Wednesday, August 25, 2010
Once, the basic building block of patriarchy was the nuclear family, and calling for its abolition was a radical demand. Now families are increasingly fragmented—yet has this fundamentally expanded women’s power or children’s autonomy?
Once, the mainstream media consisted of only a few television and radio channels. These have not only multiplied into infinity but are being supplanted by forms of media such as Facebook, Youtube, and Twitter. But has this done away with passive consumption? And how much more control over these formats do users really have, structurally speaking?
Once, movies represented the epitome of a society based on spectatorship; today, video games let us star in our own shoot-'em-up epics, and the video game industry does as much business as Hollywood. In an audience watching a movie, everyone is alone; the most you can do is boo if the storyline outrages you. In the new video games, on the other hand, you can interact with virtual versions of other players in real time. But is this greater freedom? Is it more togetherness?
Once, one could speak of a social and cultural mainstream, and subculture itself seemed subversive. Now “diversity” is at a premium for our rulers, and subculture is an essential motor of consumer society: the more identities, the more markets.

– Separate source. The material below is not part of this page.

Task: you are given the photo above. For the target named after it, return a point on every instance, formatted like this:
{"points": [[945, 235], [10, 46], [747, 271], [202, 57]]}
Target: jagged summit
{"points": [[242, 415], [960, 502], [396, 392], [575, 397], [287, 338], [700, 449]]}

Once, people grew up in the same community as their parents and grandparents, and travel could be considered a destabilizing force interrupting static social and cultural configurations. Today life is characterized by constant movement as people struggle to keep up with the demands of the market; in place of repressive configurations, we have permanent transience, universal atomization.
Once, laborers stayed at one workplace for years or decades, developing the social ties and common reference points that made old-fashioned unions possible. Today, employment is increasingly temporary and precarious, as more and more workers shift from factories and unions to service industry and compulsory flexibility.
Once, wage labor was a distinct sphere of life, and it was easy to recognize and rebel against the ways our productive potential was exploited. Now every aspect of existence is becoming “work,” in the sense of activity that produces value in the capitalist economy: glancing at one’s email account, one increases the capital of those who sell advertisements. In place of distinct specialized roles in the capitalist economy, we increasingly see flexible, collective production of capital, much of which goes unpaid.
Once, the world was full of dictatorships in which power was clearly wielded from above and could be contested as such. Now these are giving way to democracies that seem to include more people in the political process, thus legitimizing the repressive powers of the state.
Once, the essential unit of state power was the nation, and nations competed among themselves to assert their individual interests. In the era of capitalist globalization, the interests of state power transcend national boundaries, and the dominant mode of conflict is not war but policing. This is occasionally employed against rogue nations, but continuously implemented against people.
Once, one could draw lines, however arbitrary, between the so-called First World and Third World. Today the First World and the Third World coexist in every metropolis, and white supremacy is administered in the United States by an African-American president.